After loading and segmenting the data, let’s extract the features for the classifier. Fortunately, we have many open-source resources available for this task. The pre-trained models that extract audio representation feature vectors are trained for a variety of tasks. In this case, the WavLM model, which is optimized for the speaker verification task, is used. This model was trained on a large amount of data and it gives SOTA results on the SUPERB benchmark. It’s worth noting that this model is fine-tuned with a large dataset for the specific task of speaker verification, thus allowing you to create only a simple classifier on top of it.

import torch
from tqdm import tqdm
from transformers import Wav2Vec2FeatureExtractor
from transformers import WavLMForXVector

# Extract embedding vector for each audio sample using pre-trained
# model for speaker verification (WavLM)
device = "cuda" if torch.cuda.is_available() else "cpu"
feature_extractor_wav2vec = Wav2Vec2FeatureExtractor.from_pretrained(
"microsoft/wavlm-base-plus-sv")
model_wav_lm = WavLMForXVector.from_pretrained(
"microsoft/wavlm-base-plus-sv").to(device)


def extract_embeddings(model, feature_extractor, data, device):
"""Use WavLM model to extract embeddings for audio segments"""
emb_train = list()
for i in tqdm(range(len(data))):
inputs = feature_extractor(
data[i],
sampling_rate=sampling_rate,
return_tensors="pt",
padding=True
).to(device)
with torch.no_grad():
embeddings = model(**inputs).embeddings

emb_train += torch.nn.functional.normalize(
embeddings.cpu(), dim=-1).cpu()

return torch.stack(emb_train)


# Extract embeddings for train and test set
x_train_emb = extract_embeddings(
model=model_wav_lm,
feature_extractor=feature_extractor_wav2vec,
data=x_train,
device=device
)

x_test_emb = extract_embeddings(
model=model_wav_lm,
feature_extractor=feature_extractor_wav2vec,
data=x_test,
device=device
)

Using the embedding vectors, it is possible to classify voice samples based on similarity measures (usually cosine distance is used).
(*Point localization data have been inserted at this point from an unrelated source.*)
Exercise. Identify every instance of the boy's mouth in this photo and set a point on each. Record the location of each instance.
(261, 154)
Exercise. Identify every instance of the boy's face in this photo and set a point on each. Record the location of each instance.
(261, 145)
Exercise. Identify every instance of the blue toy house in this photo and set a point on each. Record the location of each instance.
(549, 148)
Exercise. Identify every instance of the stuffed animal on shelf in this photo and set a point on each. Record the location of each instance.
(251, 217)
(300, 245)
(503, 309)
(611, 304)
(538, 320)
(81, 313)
This results in smaller distances for samples of the same speaker, compared to other speakers. As previously discussed, this is a speaker identification problem where, given a voice sample, it should classify the sample to one of N given speakers. The next step is to train a K-Nearest Neighbor classifier with the cosine distance on your own data:

from sklearn.neighbors import KNeighborsClassifier

# Fit k-NN model
N_NEIGHBORS = 5
model_knn = KNeighborsClassifier(
n_neighbors=N_NEIGHBORS,
metric='cosine',
algorithm='brute'
)
model_knn.fit(x_train_emb, y_train)

In the next step let’s predict the speaker id for each test audio segment in the test set. The macro-F1 score is used to evaluate the results.
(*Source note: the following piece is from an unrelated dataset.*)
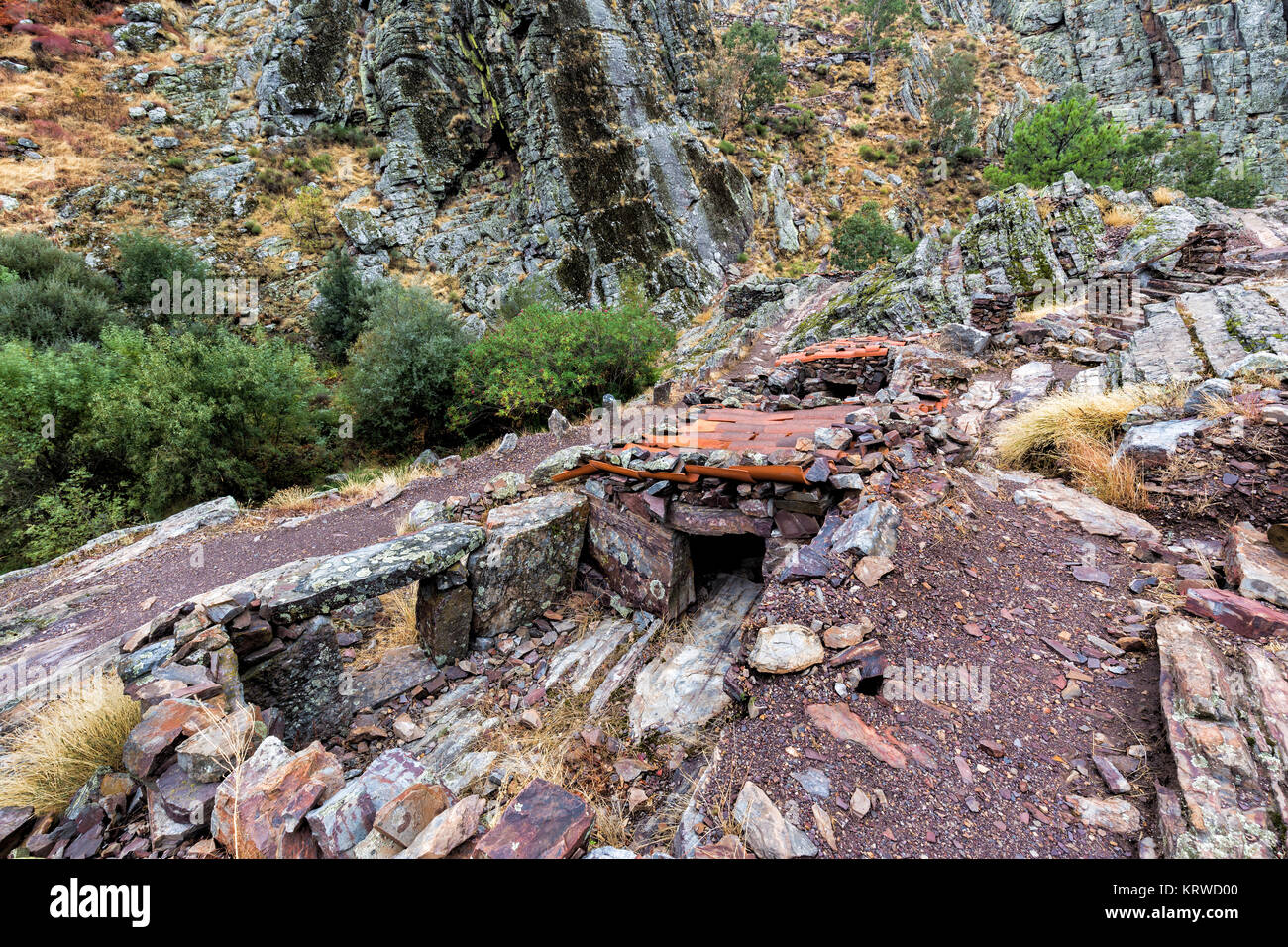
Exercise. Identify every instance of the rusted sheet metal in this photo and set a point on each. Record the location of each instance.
(647, 564)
from sklearn.metrics import confusion_matrix, f1_score

# Predict
y_pred = model_knn.predict(x_test_emb)

# Print F1 score
f1 = f1_score(y_test, y_pred, average="macro")
print("k-NN test set F1 score={:.3f}".format(f1))

# k-NN test set F1 score = 0.984

The performance of the model is good, reaching high F1 score (0.98). In case that you have a longer segment for the prediction part (i.e. longer than 4 seconds), you can segment it into 4 seconds segments (or any other chosen duration) and then a majority vote can be used to classify the speaker.

Conclusions

In this article, we have shown how to create a speaker identification system in Python. We obtained good results, however, it’s important to keep in mind that there are several limitations to the proposed system. One of the most crucial being the importance of recognizing when the system is unsure of its predictions.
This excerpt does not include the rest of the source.